Used Tools & Technologies

GPU

Required Skills & Competences

Algorithms @ 4 Data Structures @ 7 Machine Learning @ 4 TensorFlow @ 3 Communication @ 4 Rust @ 7 Debugging @ 7 PyTorch @ 3 Deep Learning @ 4 AI @ 4 Profiling @ 7 LLVM @ 4

Details

We are seeking a Senior Machine Learning Applications and Compiler Engineer to develop algorithms and optimizations for the LPX inference and compiler stack. You will work at the intersection of large-scale systems, compilers, and deep learning, crafting how neural network workloads map onto future NVIDIA platforms.

Responsibilities

  • Build, develop, and maintain high-performance runtime and compiler components, focusing on end-to-end inference optimization.
  • Define and implement mappings of large-scale inference workloads onto NVIDIA's systems.
  • Extend and integrate with NVIDIA's software ecosystem, contributing to libraries, tooling, and interfaces that enable seamless deployment of models across platforms.
  • Benchmark, profile, and monitor key performance and efficiency metrics to ensure the compiler generates efficient mappings of neural network graphs to inference hardware.
  • Collaborate closely with hardware architects and design teams to feedback software observations, influence future architectures, and co-design features that unlock new performance and efficiency points.
  • Prototype and evaluate new compilation and runtime techniques, including graph transformations, scheduling strategies, and memory/layout optimizations tailored to spatial processors.
  • Publish and present technical work on novel compilation approaches for inference and related spatial accelerators at top tier ML, compiler, and computer architecture venues.

Requirements

  • MS or PhD in Computer Science, Electrical/Computer Engineering, or related field, or equivalent experience, with 5 years of relevant experience.
  • Strong software engineering background with proficiency in systems-level programming (e.g., C/C++ and/or Rust) and solid CS fundamentals in data structures, algorithms, and concurrency.
  • Hands-on experience with compiler or runtime development, including IR design, optimization passes, or code generation.
  • Experience with LLVM and/or MLIR, including building custom passes, dialects, or integrations.
  • Familiarity with deep learning frameworks such as TensorFlow and PyTorch, and experience working with portable graph formats such as ONNX.
  • Solid understanding of parallel and heterogeneous compute architectures, such as GPUs, spatial accelerators, or other domain specific processors.
  • Strong analytical and debugging skills, with experience using profiling, tracing, and benchmarking tools to drive performance improvements.
  • Excellent communication and collaboration skills, with the ability to work across hardware, systems, and software teams.
  • Ideal candidates will have direct experience with MLIR-based compilers or other multilevel IR stacks, especially in the context of graph-based deep learning workloads.

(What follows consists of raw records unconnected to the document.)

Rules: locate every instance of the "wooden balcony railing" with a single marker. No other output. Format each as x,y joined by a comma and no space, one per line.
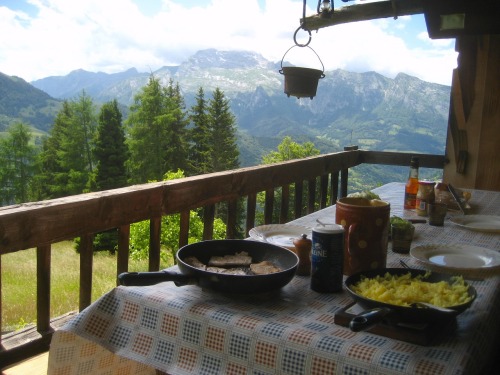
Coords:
41,224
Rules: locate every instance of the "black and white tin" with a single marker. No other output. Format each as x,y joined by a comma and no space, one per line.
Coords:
327,258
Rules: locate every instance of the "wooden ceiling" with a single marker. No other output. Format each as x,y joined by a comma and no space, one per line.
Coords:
444,18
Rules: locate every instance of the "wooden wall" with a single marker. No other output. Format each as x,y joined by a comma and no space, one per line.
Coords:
473,143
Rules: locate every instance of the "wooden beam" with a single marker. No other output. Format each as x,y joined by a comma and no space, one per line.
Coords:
364,12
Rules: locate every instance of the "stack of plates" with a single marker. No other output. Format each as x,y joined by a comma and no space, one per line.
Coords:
481,223
459,259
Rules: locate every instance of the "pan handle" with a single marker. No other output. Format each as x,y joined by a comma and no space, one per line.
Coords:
368,319
151,278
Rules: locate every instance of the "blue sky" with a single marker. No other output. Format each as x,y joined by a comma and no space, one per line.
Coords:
40,38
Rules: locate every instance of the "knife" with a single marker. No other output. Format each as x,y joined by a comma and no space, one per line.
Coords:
460,201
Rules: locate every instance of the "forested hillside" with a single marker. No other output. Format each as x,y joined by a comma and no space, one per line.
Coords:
366,109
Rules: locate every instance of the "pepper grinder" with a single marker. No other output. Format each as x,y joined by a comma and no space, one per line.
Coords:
303,250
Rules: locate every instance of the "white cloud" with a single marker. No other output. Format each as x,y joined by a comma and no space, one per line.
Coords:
114,35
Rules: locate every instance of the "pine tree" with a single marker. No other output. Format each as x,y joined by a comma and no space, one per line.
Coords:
110,151
223,148
147,134
177,151
51,179
200,146
225,153
110,154
157,141
17,161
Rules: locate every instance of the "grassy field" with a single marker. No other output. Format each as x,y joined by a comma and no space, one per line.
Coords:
19,282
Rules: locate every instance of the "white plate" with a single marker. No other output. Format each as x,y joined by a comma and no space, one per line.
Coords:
481,223
278,234
459,259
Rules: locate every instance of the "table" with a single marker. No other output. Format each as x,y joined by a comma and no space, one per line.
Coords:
187,330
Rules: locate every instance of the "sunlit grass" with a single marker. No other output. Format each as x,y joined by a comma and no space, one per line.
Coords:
19,282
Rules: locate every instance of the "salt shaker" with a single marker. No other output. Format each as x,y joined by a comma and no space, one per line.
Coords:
303,251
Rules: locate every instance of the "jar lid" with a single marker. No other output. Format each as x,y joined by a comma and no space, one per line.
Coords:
428,183
328,228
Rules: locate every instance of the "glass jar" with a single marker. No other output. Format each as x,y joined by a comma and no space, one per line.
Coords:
425,195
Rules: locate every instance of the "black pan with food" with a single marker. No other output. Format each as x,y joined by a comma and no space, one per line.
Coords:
379,311
280,257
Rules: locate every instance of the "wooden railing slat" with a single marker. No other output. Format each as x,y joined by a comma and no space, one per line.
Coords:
154,243
251,207
269,206
123,249
208,222
86,266
285,203
184,228
43,255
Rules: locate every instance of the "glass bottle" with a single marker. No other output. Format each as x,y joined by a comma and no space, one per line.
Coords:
411,187
425,196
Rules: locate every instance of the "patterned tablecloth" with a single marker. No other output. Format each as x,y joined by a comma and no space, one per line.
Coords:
187,330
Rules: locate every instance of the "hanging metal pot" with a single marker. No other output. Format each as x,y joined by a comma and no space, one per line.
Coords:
301,82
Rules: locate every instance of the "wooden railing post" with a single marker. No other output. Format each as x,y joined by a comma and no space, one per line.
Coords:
154,243
43,288
86,266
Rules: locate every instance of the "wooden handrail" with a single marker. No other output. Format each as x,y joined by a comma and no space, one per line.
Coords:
40,224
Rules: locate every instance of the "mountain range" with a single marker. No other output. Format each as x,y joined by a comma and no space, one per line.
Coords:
367,109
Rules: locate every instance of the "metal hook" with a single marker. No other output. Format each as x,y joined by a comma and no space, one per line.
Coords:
295,37
305,45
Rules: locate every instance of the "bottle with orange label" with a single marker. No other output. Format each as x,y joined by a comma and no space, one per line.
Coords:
411,187
425,195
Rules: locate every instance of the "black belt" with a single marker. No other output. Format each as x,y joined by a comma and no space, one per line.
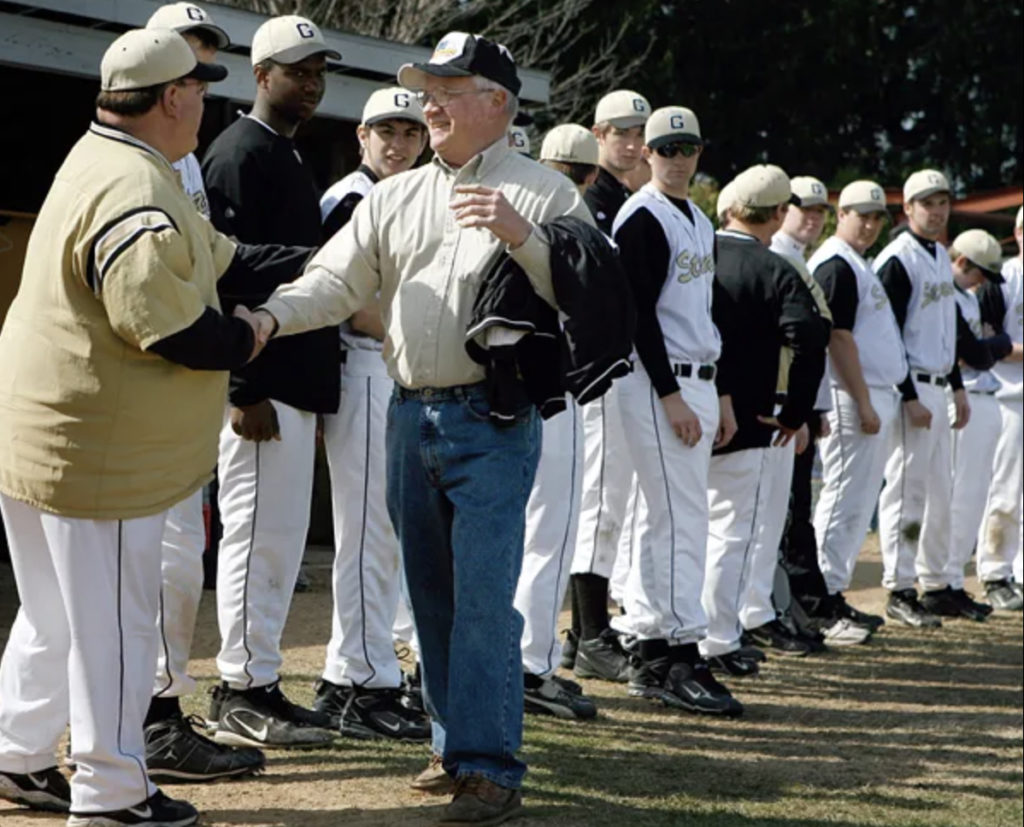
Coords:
705,372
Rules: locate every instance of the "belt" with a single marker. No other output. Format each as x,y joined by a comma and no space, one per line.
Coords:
456,392
705,372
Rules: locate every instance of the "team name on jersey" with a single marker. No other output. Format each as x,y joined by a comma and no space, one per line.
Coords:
933,292
692,265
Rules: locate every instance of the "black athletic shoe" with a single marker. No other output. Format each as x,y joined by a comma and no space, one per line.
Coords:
733,663
263,716
569,649
46,789
1004,597
157,811
603,658
559,697
370,713
175,752
903,606
775,636
841,608
683,686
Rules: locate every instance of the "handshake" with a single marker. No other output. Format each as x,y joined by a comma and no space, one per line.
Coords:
263,325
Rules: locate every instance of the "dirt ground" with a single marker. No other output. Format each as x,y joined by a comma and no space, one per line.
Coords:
913,729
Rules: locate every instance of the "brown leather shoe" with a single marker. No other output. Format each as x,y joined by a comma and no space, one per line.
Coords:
480,802
434,780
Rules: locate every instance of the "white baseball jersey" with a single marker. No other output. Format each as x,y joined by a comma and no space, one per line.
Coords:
684,305
1011,375
930,330
974,381
875,331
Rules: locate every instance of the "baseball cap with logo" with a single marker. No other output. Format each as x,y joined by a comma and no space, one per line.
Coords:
982,251
623,109
461,55
810,191
392,102
569,143
762,185
924,183
289,39
672,125
184,16
144,57
862,197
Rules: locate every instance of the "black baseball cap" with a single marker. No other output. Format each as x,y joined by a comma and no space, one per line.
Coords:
461,55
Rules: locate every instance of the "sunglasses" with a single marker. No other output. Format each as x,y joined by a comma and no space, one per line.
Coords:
672,149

Ways to stand out from the crowd

  • Prior work on spatial or dataflow architectures, including static scheduling, pipeline parallelism, or tensor parallelism at scale.
  • Contributions to open source ML frameworks, compilers, or runtime systems, particularly in areas related to performance or scalability.
  • Demonstrated research impact, such as publications or presentations at conferences like PLDI, CGO, ASPLOS, ISCA, MICRO, MLSys, NeurIPS, or similar.
  • Experience with large-scale AI distributed inference or training systems, including performance modeling and capacity planning for multi-rack deployments.

Other information

  • Location: Toronto, Canada.
  • Office policy: Hybrid (#LI-Hybrid).
  • Base salary range: 135,000 CAD - 185,000 CAD for Level 3; 170,000 CAD - 220,000 CAD for Level 4.
  • You will also be eligible for equity and benefits.
  • Applications accepted at least until March 27, 2026.
  • This posting is for an existing vacancy. NVIDIA uses AI tools in its recruiting processes.